CharonY

Ethanol is used to precipitate DNA out of solution (i.e. you add several volumes of high-percentage ethanol to your sample). So you only have one phase that has a high (final) percentage of ethanol, which results in DNA to precipitate. After centrifugation the pellet is usually washed additionally in 70% EtOH to remove salts. Salts are indeed used as counterions to facilitate DNA precipitation (usually sodium acetate). The excess of Na+ is used to counterbalance the phosphate group. You only have two phases if you use phenol extraction to remove proteins (a common step during nucleic acid extraction). Detergents do not affect cell walls much. Additional disruption methods (as e.g. bead beating) may be necessary.
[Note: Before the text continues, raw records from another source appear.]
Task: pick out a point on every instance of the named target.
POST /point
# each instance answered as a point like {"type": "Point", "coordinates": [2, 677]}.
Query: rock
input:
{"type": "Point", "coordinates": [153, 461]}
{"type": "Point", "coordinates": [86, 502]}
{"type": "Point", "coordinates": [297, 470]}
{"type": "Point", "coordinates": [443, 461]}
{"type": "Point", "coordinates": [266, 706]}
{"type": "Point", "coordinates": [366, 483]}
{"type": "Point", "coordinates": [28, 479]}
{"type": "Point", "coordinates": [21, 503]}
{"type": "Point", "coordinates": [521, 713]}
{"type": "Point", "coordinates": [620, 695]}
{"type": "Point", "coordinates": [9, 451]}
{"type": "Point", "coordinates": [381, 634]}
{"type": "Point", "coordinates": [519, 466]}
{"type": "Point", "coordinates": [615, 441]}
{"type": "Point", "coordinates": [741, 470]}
To answer the question, CO2 fixation is not possible for us (bacteria and plants are able to do so, however). However I would also highlight (and probably confuse) the definition of respiration. What the OP provided is typical highschool introduction of respiration and, unfortunately, not quite accurate. In the strictest sense respiration refers to the act of energy generation, but it is somewhat independent from e.g. sugar metabolism (e.g. catabolism of glucose). The actual process of energy generation via respiration is based on two elements. First, electron transfer from NAPDH to an electron acceptor (for eukaryotes it is oxygen, anaerobic prokaryotes are able to use other sources, including fumarate, nitrate, ferric iron etc.). During this transfer protons are pumped out of the cell, resulting in a gradient that powers the ATP synthetase which actually phosphorylates ADP to ATP. Both processes together are generally referred to as cellular respiration. As you can see, there is no mentioning of sugars. The reason is that the main producers of NADPH (i.e. the reduction equivalents) is the TCA cycle, which can be fueled by the catabolism of a large number of different C and N sources. Thus, the process of generating NADPH is actually fairly decoupled from the actual respiration (and it is slightly annoying that many highschool textbooks take glucose and treat it as gospel). Also note that the respiration occurs in mitochondria all over our bodies and not only in specialized organs. I.e. each of our cells has to respire, we just breathe to deliver oxygen to all the tissues (i.e. breathing is not actual part of the biochemical process, it is just a way to deliver the electron acceptors via blood to all our tissues and cells). Finally, if you are interested in how CO2 fixation works, read up on the Calvin cycle.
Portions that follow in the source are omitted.